Masahiro HAMANO (PRESTO, Japan Science and Technology Agency)

A Geometry of Interaction for Polarized Linear Logic

We present a Geometry of Interaction (GoI) model for the multiplicative fragment (without structural rules) of Olivier Laurent's polarized linear logic. The problem of GoI peculiar to such logics is to semantically characterize the focalization property as well as the dynamics of cut-elimination.

Our GoI consists of the following two parts:

(i) A polarized GoI situation is presented by accommodating multi-points to a traced monoidal category. A key ingredient for the accommodation is uniformity of traces for multi-points. The setting, in which polarized proofs are interpreted, is a minimal categorical condition necessary to interpret polarized GoI, having the same spirit as the usual GoI situation a la Haghverdi-Scott. Execution formulas are defined over the interpretation of proofs and running the formulas is shown to characterize the focusing property as well as invariance of cut-elimination.

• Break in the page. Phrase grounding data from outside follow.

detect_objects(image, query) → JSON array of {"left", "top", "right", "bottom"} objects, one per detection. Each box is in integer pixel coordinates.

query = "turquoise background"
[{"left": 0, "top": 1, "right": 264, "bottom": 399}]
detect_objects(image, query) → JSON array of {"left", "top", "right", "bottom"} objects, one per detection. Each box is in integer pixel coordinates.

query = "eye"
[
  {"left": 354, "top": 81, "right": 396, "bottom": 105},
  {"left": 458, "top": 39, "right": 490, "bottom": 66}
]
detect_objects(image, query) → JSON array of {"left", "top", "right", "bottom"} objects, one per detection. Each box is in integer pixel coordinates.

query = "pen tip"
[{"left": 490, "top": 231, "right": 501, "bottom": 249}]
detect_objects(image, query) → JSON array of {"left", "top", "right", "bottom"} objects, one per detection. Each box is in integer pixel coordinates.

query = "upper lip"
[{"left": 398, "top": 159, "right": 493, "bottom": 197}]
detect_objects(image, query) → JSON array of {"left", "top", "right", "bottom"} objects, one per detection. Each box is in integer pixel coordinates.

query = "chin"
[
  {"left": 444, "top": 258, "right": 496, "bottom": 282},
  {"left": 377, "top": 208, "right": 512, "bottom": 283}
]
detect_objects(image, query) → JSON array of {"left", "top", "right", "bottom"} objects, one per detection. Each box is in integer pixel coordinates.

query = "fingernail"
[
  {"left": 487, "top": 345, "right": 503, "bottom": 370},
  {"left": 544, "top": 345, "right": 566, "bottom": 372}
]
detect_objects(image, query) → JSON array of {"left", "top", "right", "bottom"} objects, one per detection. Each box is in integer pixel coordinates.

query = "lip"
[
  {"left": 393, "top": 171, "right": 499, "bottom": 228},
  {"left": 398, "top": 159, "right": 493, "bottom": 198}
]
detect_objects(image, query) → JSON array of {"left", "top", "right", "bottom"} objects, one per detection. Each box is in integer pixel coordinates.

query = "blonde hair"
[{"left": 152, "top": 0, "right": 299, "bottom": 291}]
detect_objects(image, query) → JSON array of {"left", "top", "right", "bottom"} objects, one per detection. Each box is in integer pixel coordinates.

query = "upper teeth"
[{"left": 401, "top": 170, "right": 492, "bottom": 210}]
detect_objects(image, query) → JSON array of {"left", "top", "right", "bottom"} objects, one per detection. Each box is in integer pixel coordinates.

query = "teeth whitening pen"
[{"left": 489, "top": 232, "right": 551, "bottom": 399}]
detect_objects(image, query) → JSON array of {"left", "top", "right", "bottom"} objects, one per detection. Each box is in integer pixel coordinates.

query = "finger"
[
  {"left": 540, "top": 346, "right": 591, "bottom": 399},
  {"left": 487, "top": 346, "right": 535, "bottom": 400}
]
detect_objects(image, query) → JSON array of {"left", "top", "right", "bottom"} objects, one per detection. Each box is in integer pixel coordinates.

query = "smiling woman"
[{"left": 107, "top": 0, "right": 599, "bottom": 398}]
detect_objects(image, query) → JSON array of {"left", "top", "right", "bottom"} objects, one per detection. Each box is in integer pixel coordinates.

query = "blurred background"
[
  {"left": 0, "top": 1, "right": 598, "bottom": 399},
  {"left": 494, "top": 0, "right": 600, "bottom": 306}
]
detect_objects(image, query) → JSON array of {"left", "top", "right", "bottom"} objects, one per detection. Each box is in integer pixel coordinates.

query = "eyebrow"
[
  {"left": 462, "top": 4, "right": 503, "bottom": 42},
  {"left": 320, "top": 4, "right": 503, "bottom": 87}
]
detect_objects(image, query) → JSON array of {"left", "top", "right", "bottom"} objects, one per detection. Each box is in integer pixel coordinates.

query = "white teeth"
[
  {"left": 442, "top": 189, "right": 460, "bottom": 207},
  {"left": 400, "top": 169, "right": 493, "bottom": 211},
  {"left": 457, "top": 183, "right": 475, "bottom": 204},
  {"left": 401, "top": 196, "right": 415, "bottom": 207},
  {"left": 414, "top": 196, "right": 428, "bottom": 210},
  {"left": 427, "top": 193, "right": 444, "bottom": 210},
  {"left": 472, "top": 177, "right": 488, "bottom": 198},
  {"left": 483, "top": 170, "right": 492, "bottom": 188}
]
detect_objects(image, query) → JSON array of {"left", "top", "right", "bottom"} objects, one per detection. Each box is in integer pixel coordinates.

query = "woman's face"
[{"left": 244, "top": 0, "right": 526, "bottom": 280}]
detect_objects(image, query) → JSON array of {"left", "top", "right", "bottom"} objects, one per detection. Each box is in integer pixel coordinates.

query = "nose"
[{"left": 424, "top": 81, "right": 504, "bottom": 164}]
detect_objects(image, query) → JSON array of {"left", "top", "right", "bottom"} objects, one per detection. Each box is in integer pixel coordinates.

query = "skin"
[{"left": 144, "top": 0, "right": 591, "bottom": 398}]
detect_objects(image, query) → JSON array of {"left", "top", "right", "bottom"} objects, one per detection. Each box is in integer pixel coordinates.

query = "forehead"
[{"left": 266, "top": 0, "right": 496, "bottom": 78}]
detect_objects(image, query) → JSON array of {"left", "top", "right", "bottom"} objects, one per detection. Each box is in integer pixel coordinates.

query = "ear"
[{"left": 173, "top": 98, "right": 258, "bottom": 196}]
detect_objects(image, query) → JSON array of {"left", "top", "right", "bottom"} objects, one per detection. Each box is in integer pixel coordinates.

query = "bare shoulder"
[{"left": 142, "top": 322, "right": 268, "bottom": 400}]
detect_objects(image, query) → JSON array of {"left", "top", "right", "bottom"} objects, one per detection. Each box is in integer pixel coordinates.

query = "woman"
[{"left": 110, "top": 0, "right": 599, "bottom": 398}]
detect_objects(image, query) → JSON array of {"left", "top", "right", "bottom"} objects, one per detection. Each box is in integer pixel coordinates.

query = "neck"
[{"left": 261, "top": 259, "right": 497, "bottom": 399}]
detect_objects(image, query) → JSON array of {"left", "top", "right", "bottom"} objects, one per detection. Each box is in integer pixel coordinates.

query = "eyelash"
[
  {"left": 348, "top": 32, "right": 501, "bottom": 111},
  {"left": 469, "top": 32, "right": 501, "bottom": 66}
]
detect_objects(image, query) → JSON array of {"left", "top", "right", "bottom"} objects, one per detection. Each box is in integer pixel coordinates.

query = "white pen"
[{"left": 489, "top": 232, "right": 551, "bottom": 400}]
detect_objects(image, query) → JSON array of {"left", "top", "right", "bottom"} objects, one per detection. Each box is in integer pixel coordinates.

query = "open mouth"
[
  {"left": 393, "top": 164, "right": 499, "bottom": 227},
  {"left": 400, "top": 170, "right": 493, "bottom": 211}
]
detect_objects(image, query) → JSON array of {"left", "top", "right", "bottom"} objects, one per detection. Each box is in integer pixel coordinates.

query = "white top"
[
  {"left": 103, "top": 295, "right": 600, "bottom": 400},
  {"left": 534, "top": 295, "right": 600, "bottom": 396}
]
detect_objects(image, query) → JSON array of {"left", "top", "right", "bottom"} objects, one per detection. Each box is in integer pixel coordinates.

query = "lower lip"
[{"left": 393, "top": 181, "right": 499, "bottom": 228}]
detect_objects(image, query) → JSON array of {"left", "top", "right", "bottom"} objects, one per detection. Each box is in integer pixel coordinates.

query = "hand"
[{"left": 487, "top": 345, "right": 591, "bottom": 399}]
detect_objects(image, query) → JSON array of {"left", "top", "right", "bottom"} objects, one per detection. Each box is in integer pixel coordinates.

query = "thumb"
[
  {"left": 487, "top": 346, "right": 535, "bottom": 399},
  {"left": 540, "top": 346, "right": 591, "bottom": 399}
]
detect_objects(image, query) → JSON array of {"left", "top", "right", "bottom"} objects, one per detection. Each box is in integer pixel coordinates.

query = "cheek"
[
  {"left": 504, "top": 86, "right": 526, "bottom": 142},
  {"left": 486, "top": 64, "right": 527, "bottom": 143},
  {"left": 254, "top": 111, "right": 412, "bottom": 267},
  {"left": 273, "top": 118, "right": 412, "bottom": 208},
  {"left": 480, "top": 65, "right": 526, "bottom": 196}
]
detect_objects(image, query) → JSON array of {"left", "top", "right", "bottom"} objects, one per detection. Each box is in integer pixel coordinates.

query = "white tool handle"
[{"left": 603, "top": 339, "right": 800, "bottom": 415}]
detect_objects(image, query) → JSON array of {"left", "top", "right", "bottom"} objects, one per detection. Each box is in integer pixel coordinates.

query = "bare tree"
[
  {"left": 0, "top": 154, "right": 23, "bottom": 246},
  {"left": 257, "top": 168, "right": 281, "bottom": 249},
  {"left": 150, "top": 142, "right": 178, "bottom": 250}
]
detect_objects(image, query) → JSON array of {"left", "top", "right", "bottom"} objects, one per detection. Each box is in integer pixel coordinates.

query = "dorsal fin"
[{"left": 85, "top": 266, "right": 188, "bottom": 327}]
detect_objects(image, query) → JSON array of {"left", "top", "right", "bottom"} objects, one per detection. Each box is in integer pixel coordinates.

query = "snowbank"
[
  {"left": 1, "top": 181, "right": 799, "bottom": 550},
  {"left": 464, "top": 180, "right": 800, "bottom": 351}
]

(ii) The Int construction (Joyal-Street-Verity '96) is investigated in the presence of categorical pullbacks. Our construction yields a compact version of Hamano-Scott's polarized category ('07) so that positive and negative monoidal categories arise which are contravariant to each other and whose forgetful functors to the original (compact closed) Int category have adjoints corresponding to the polarity changing operators.

A non-compact model is also presented inside an instance of (ii) to the category of multi-pointed relations thanks to their unique decompositionality.

(This is joint work with Phil Scott.)